This research also has its limitations. First, the unconformity in the change of tight junction protein expression between cell and animal study may be caused by different research models and the insufficient treatment time for the Caco-2 monolayer, which needs further study in the future. Second, the authors did not analyze the ultrastructure of TJs. Third, the molecular mechanism of IMBF impairment caused by SDC has not been thoroughly studied. Some studies have discovered that it may be related to the activation of MAPK and NF-κB pathway, the modulation of miRNA and the gut microbiota-farnesoid X receptor axis (Stenman et al., 2012; Chen et al., 2016; Rawat et al., 2020; Xu et al., 2021; Liu et al., 2022; Petito-da-Silva et al., 2023).

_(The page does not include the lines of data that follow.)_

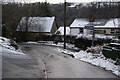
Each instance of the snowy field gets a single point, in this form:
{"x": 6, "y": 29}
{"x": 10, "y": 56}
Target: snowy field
{"x": 95, "y": 59}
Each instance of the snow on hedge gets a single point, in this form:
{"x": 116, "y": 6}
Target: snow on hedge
{"x": 95, "y": 59}
{"x": 7, "y": 49}
{"x": 4, "y": 42}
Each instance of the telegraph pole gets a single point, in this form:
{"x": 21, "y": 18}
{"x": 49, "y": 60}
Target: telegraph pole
{"x": 64, "y": 24}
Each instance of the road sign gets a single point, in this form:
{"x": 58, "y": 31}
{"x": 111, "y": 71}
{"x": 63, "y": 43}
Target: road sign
{"x": 89, "y": 27}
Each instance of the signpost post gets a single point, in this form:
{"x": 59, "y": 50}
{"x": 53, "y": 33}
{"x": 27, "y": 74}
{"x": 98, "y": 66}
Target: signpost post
{"x": 64, "y": 24}
{"x": 91, "y": 19}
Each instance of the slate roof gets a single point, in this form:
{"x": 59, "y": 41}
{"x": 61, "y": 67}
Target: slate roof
{"x": 98, "y": 23}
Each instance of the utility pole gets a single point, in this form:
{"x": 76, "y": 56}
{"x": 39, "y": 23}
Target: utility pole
{"x": 91, "y": 19}
{"x": 64, "y": 24}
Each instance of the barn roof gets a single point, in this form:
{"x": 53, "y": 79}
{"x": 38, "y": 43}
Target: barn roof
{"x": 98, "y": 23}
{"x": 36, "y": 24}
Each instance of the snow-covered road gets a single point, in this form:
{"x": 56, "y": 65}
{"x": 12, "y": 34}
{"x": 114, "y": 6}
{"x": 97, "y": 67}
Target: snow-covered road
{"x": 60, "y": 65}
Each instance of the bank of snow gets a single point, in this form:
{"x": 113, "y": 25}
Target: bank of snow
{"x": 8, "y": 47}
{"x": 94, "y": 59}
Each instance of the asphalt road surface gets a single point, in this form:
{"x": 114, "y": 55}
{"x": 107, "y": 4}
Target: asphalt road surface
{"x": 44, "y": 62}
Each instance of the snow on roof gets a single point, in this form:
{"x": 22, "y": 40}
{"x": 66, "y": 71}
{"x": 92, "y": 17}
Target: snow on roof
{"x": 61, "y": 29}
{"x": 36, "y": 24}
{"x": 79, "y": 22}
{"x": 98, "y": 23}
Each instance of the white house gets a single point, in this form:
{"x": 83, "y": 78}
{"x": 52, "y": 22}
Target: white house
{"x": 101, "y": 26}
{"x": 61, "y": 30}
{"x": 35, "y": 27}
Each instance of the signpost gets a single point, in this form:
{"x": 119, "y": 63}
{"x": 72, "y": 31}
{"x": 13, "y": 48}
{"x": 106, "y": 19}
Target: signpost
{"x": 91, "y": 26}
{"x": 64, "y": 24}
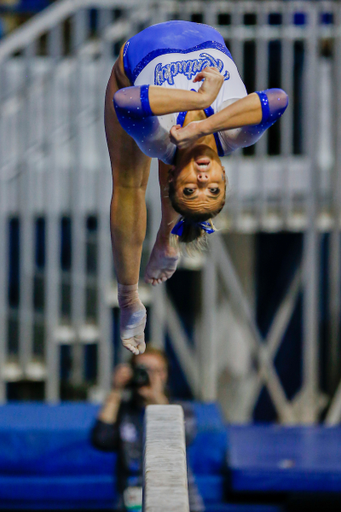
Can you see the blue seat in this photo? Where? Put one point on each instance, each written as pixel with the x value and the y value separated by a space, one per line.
pixel 240 507
pixel 272 458
pixel 46 460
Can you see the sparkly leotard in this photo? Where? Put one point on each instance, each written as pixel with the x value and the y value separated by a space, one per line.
pixel 170 55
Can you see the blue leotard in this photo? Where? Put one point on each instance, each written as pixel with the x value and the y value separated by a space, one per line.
pixel 170 55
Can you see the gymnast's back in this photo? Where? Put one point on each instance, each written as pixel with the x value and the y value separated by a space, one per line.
pixel 170 55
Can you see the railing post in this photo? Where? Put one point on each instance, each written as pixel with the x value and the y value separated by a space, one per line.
pixel 311 236
pixel 208 347
pixel 334 246
pixel 52 208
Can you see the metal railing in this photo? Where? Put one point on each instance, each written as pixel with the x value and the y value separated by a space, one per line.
pixel 55 177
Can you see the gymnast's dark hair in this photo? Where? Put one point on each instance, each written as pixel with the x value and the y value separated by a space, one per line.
pixel 191 230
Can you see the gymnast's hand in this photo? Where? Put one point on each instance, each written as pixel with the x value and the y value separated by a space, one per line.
pixel 213 81
pixel 185 137
pixel 133 317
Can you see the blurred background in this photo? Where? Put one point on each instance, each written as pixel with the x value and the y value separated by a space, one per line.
pixel 253 324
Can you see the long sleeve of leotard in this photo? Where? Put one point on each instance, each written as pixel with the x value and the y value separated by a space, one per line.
pixel 136 118
pixel 274 102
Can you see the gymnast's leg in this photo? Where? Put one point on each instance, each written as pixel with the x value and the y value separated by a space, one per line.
pixel 130 171
pixel 274 102
pixel 164 257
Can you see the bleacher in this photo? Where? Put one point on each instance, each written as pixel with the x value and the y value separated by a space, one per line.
pixel 47 462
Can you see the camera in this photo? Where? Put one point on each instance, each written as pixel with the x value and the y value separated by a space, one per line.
pixel 140 377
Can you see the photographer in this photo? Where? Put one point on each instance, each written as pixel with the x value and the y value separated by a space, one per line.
pixel 119 426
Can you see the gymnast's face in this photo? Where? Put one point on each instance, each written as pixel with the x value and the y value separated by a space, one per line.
pixel 199 180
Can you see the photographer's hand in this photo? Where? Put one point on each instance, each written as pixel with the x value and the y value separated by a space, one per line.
pixel 155 392
pixel 122 375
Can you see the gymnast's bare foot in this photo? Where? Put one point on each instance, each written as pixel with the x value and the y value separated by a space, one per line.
pixel 162 262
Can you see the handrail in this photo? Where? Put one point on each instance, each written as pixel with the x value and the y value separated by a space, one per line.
pixel 49 18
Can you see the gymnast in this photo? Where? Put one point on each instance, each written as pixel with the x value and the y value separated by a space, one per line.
pixel 174 94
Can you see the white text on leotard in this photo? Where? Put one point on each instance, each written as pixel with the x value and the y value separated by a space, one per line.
pixel 189 68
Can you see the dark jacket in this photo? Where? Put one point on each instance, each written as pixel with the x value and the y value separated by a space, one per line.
pixel 126 438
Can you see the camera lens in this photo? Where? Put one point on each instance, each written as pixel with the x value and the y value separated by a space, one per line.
pixel 140 377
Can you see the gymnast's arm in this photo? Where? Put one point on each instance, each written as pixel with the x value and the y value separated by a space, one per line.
pixel 153 100
pixel 254 114
pixel 138 107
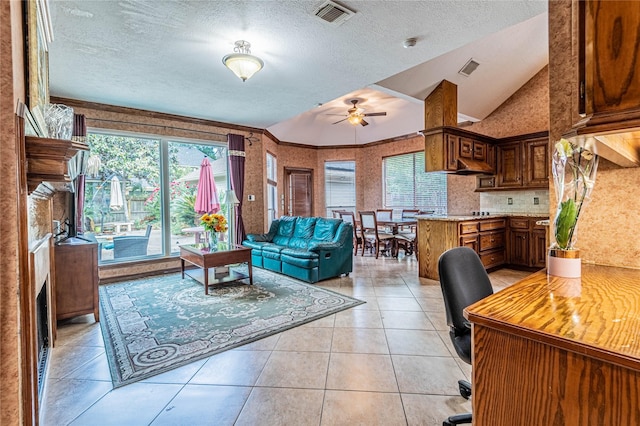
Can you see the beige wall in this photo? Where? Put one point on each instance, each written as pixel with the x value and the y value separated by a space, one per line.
pixel 607 226
pixel 526 111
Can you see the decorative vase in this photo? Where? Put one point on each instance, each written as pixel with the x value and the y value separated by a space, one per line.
pixel 564 263
pixel 213 240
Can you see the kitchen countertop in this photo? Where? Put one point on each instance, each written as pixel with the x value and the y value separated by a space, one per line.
pixel 462 218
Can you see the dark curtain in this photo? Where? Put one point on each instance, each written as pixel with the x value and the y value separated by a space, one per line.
pixel 236 167
pixel 79 204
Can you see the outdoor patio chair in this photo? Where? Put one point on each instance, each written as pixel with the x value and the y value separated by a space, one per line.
pixel 131 245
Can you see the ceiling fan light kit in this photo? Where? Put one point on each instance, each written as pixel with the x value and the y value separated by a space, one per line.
pixel 356 116
pixel 242 63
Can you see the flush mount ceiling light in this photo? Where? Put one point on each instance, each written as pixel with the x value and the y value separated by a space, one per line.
pixel 242 62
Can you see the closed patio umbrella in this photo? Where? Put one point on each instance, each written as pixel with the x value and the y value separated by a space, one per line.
pixel 207 196
pixel 117 200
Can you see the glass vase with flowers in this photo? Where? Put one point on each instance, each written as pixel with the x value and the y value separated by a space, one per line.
pixel 574 175
pixel 213 224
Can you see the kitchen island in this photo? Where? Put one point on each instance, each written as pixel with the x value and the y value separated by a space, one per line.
pixel 559 351
pixel 489 235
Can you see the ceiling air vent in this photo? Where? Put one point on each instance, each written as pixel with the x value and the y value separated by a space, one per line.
pixel 468 68
pixel 333 13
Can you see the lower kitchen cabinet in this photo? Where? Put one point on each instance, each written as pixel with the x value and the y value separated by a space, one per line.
pixel 527 242
pixel 487 238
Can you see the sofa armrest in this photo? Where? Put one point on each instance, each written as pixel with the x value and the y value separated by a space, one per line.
pixel 268 237
pixel 258 237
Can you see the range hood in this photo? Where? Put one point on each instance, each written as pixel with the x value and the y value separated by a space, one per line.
pixel 467 166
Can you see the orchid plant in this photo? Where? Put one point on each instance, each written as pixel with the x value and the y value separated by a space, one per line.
pixel 574 175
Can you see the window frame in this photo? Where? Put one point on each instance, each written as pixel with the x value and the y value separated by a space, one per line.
pixel 164 142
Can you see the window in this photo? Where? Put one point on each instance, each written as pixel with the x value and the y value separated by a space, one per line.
pixel 144 188
pixel 340 186
pixel 407 185
pixel 272 189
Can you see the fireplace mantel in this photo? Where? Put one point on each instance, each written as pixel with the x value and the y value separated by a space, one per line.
pixel 48 164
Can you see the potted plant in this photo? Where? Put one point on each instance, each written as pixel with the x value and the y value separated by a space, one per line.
pixel 574 174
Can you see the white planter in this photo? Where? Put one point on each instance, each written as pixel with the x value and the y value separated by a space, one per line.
pixel 564 263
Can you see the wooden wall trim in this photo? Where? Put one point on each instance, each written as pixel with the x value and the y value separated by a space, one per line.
pixel 75 103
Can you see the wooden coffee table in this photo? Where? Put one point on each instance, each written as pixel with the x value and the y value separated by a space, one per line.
pixel 204 258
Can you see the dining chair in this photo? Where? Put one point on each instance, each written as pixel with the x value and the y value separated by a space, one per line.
pixel 385 215
pixel 381 241
pixel 349 217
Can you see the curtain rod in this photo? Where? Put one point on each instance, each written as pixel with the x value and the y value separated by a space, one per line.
pixel 251 138
pixel 160 126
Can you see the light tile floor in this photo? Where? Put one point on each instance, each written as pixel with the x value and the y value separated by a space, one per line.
pixel 386 362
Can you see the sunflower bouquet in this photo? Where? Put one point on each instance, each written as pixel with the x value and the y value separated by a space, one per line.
pixel 214 222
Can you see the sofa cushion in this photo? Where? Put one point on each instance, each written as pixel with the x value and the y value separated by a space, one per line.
pixel 272 248
pixel 304 227
pixel 299 261
pixel 285 230
pixel 274 255
pixel 255 245
pixel 303 254
pixel 286 226
pixel 325 229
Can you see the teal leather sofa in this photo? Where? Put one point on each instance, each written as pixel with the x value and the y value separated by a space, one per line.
pixel 307 248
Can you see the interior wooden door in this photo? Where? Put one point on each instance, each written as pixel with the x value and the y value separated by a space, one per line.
pixel 300 194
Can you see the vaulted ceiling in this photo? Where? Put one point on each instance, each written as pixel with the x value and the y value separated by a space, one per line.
pixel 166 56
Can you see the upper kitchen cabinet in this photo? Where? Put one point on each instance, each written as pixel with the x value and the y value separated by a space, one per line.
pixel 609 80
pixel 522 163
pixel 451 149
pixel 609 66
pixel 447 147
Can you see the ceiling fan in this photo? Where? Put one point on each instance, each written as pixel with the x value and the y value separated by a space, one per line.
pixel 356 115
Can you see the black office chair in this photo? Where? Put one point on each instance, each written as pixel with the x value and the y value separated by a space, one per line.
pixel 463 281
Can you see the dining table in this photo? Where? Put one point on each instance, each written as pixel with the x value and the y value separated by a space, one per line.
pixel 395 224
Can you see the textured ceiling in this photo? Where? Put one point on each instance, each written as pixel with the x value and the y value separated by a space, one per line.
pixel 166 56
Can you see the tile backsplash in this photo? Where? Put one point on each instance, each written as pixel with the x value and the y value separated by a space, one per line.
pixel 516 201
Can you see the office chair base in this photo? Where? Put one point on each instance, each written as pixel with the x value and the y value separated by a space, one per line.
pixel 458 419
pixel 465 388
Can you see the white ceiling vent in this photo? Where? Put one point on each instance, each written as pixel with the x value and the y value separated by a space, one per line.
pixel 468 68
pixel 333 13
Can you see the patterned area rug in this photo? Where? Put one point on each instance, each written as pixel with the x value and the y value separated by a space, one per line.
pixel 156 324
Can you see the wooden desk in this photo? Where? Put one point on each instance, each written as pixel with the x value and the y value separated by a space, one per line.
pixel 557 351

The next research goal is to explore molecular mechanisms. Finally, if the differences in the microbiome between different groups can be further verified through fecal microbiota transplantation, the experimental results will be more reliable.
5 Conclusion
In conclusion, this study demonstrates that GYY4137 could ameliorate SDC-induced chronic intestinal barrier injury both in vitro and in vivo for the first time. GYY4137 may play a protective role by inhibiting the MLCK-P-MLC2 pathway, suppressing decreased expression level of TJs, anti-apoptosis and maintaining the homeostasis of the microbiome. The study findings provide an essential foundation for using GYY4137 to treat deoxycholic acid–related intestinal barrier damage, providing a novel target for preventing and treating high–fat diet-related intestinal diseases.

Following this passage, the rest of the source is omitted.